Any guidance or help would be appreciated :) Thanks!
 
  • Scholiast

    Senior Member
    salvete!

    I have searched in google...
    Oh dear! Don't! It is dire for Latin.

    With all respect to Agró, I'm not 100% sure. vis in the singular tends to mean "force" or even "violence". The required sense of "strength" is normally conveyed by the plural vires. And while fortitudo is a perfectly fine and classical word, a ready alternative is virtus (literally, "manliness", but Roman culture and thought was quite "sexist").

    Moreover, like the derived Romance languages, Latin likes pungent alliteration for rhetorical effect. My suggestion here therefore is vires et [or ac] virtus. It would also be suitable for the OP's purposes, namely a motto, to make these ablative, in other words "through strength and courage": this would be viribus et virtute. And for epigrammatic brevity et could be left out.

    Σ
     

    Gorojh

    New Member
    Spanish - Mexico
    Thank you kindly to both of you, Agro and Scholiast! This is wonderful. I do like the sound of Vires et Virtus, and, although I do not know Latin, I can understand and like the reasoning behind it :) I will try not to use Google Translate in the future. At the time, it was the only resource that I had before finding this great forum. Thank you for your generosity. I might come back to try to learn some Latin :) Best. G.
     

    LW82

    New Member
    Portuguese
    salvete!



    Oh dear! Don't! It is dire for Latin.

    With all respect to Agró, I'm not 100% sure. vis in the singular tends to mean "force" or even "violence". The required sense of "strength" is normally conveyed by the plural vires. And while fortitudo is a perfectly fine and classical word, a ready alternative is virtus (literally, "manliness", but Roman culture and thought was quite "sexist").
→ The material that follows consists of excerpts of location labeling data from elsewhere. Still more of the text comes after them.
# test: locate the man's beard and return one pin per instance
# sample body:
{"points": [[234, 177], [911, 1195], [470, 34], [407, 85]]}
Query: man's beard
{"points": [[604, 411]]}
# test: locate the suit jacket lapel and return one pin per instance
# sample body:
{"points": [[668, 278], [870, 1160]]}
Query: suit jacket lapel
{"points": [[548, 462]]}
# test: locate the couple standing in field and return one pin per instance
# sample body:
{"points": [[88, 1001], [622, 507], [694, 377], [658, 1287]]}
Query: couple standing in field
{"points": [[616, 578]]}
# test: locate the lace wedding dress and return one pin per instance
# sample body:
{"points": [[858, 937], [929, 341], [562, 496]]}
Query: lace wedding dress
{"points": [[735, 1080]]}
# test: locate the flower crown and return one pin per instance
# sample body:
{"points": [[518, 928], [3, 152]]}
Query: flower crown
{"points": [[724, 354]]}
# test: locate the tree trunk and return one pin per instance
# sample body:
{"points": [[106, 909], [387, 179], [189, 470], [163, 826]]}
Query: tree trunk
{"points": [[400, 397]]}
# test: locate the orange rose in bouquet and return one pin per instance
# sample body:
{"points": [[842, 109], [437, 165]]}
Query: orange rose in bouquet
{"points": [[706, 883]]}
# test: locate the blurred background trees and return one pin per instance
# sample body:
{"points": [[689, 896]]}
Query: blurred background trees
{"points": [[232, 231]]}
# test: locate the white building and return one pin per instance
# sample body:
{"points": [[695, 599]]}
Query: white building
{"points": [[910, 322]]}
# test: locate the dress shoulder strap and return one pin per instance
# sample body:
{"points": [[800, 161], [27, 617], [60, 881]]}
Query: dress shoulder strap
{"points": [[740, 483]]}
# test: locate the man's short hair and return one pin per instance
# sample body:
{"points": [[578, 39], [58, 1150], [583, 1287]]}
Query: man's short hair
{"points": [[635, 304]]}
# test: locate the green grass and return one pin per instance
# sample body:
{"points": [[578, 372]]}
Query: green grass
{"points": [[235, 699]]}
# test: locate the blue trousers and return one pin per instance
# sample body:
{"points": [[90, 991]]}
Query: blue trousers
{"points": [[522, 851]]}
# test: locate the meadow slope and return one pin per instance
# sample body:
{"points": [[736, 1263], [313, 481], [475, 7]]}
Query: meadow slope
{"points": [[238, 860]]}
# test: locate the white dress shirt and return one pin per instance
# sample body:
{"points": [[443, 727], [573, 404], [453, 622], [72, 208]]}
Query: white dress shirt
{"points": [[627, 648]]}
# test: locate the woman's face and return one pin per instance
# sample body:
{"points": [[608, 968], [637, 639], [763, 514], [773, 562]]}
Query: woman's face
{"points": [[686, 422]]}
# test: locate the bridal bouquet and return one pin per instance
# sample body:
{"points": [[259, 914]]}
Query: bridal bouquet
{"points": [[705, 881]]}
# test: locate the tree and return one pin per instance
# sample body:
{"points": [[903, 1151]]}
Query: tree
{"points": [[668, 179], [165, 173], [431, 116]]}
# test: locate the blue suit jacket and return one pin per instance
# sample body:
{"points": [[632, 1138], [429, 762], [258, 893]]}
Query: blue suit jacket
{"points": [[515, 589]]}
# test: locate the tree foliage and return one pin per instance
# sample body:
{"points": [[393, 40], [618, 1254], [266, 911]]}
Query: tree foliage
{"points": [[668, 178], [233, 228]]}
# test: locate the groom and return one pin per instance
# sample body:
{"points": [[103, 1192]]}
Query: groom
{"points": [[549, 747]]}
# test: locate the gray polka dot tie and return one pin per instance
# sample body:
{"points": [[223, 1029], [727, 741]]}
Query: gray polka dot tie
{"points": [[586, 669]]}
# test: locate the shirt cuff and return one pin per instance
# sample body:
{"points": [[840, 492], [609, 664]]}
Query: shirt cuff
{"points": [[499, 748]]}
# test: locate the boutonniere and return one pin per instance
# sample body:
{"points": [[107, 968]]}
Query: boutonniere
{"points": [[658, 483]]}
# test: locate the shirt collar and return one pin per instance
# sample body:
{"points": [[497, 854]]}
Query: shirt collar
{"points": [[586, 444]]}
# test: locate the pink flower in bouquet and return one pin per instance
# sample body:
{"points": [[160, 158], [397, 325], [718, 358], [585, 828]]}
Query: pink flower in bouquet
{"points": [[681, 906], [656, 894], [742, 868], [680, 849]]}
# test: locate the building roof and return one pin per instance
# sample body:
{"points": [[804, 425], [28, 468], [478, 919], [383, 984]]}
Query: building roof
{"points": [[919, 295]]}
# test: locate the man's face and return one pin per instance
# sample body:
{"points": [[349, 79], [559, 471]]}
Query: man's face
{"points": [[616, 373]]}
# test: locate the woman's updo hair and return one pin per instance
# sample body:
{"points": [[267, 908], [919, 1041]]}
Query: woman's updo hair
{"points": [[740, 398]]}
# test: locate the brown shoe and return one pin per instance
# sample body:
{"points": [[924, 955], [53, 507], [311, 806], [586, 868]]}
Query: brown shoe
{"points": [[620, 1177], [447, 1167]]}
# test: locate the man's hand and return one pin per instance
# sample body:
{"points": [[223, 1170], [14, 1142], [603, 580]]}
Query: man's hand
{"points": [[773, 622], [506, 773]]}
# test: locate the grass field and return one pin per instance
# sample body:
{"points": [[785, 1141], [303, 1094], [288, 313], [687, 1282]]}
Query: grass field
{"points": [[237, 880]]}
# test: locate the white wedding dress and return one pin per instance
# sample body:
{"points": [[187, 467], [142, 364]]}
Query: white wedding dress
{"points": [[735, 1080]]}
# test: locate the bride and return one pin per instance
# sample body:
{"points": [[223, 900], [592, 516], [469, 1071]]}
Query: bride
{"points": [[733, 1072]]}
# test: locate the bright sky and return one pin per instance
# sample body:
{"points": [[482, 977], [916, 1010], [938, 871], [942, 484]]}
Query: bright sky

    Moreover, like the derived Romance languages, Latin likes pungent alliteration for rhetorical effect. My suggestion here therefore is vires et [or ac] virtus. It would also be suitable for the OP's purposes, namely a motto, to make these ablative, in other words "through strength and courage": this would be viribus et virtute. And for epigrammatic brevity et could be left out.

    Σ
    Hallo, could you help me with the translation please?